Dalam alternatif Althusser dan para muridnya, superstruktur dapat melancarkan umpan-balik atau overdeterminasi terhadap basis. Alasannya karena superstruktur memiliki otonomi relatif terhadap basisnya. Artinya, sekali terbentuk dari mekanisme basis, superstruktur bergerak menurut logika internalnya sendiri yang tak sepenuhnya dapat dijelaskan dari kondisi basisnya. Persoalannya, Althusser sendiri tidak memberikan rumusan akurat tentang bagaimana superstruktur bisa memiliki logika internalnya sendiri apabila ia tercipta dari mekanisme basis. Bagaimana otonomi relatif superstruktur dimungkinkan jika superstruktur terbentuk dari basis? Kalau basis membentuk superstruktur, bukankah ‘logika internal’ superstruktur sudah termuat dalam basisnya sehingga tidak ada otonomi bahkan dalam artinya yang relatif sekalipun? Kegagalan Althusser dalam memberikan penjelasan tentang hukum umum yang meregulasi mekanisme overdeterminasi inilah yang akhirnya menyebabkan para muridnya, antara lain Laclau dan Mouffe (2001), menolak untuk jatuh kembali ke determinisme dengan cara menjadikan basis sebagai efek dari mekanisme superstruktural (bahasa)—dan dengan itu terjatuh ke dalam varian lain dari voluntarisme.

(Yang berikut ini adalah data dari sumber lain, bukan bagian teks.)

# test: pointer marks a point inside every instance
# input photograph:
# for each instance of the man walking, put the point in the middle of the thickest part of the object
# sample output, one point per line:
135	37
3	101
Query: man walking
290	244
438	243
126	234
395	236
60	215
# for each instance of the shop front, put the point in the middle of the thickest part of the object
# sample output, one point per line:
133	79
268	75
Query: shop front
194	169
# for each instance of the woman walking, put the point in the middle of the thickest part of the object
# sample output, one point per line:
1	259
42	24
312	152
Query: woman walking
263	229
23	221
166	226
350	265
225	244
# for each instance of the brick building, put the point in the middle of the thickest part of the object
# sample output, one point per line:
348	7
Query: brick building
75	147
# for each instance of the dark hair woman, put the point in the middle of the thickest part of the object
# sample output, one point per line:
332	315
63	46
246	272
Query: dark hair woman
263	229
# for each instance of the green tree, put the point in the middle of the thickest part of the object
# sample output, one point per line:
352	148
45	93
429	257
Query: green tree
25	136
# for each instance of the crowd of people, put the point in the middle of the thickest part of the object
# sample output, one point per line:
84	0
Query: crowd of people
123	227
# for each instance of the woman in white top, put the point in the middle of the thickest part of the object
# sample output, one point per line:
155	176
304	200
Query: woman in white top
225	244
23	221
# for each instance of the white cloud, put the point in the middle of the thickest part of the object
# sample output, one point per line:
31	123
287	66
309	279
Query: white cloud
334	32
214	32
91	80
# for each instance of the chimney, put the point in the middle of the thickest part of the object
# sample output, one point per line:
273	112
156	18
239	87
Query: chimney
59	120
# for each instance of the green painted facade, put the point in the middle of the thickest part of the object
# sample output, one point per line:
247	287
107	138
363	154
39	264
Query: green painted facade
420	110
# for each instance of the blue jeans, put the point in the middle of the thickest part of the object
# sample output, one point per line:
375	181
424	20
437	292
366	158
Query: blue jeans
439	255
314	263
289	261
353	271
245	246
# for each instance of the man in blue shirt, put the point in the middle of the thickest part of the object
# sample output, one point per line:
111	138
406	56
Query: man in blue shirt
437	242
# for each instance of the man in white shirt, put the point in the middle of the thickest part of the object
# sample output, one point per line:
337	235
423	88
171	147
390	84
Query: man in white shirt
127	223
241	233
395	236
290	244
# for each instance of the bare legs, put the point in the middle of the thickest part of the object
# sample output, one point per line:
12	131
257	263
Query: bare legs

Konsep overdeterminasi tidak berhasil menjadi alternatif yang masuk akal untuk menjelaskan hubungan basis-superstruktur karena konsep tersebut tidak diartikulasikan secara akurat. Overdeterminasi mirip seperti postulat. Ketidakakuratan pengertian ini terjadi karena perhatian yang diberikan terlalu sempit, yakni hanya tentang hubungan antara basis dan superstruktur. Berikut ini kita akan mengupayakan jawaban lain di luar determinisme, voluntarisme dan overdeterminasi terhadap pertanyaan soal hubungan antara basis dan superstruktur.
Kekeliruan umum dari penjelasan tentang relasi basis dan superstruktur yang ada sampai sejauh ini terletak pada asumsinya, yakni bahwa hubungan antara basis dan superstruktur dapat dijelaskan berdasarkan pengertian tentang basis dan superstruktur. Asumsi ini bermasalah karena terlalu sempit. Memang terkadang suatu hal dapat dijelaskan dengan memecahnya ke dalam komponen-komponan yang membentuknya. Akan tetapi, dalam kasus tertentu, atomisme metodologis yang implisit dalam penjelasan di muka tidak memadai. Dalam kasus tertentu, penjelasan tidak dicapai dengan memecah suatu hal ke dalam komponen-komponennya, melainkan dengan menempatkan semua itu dalam keseluruhan yang lebih besar. Inilah yang akan kita jalankan.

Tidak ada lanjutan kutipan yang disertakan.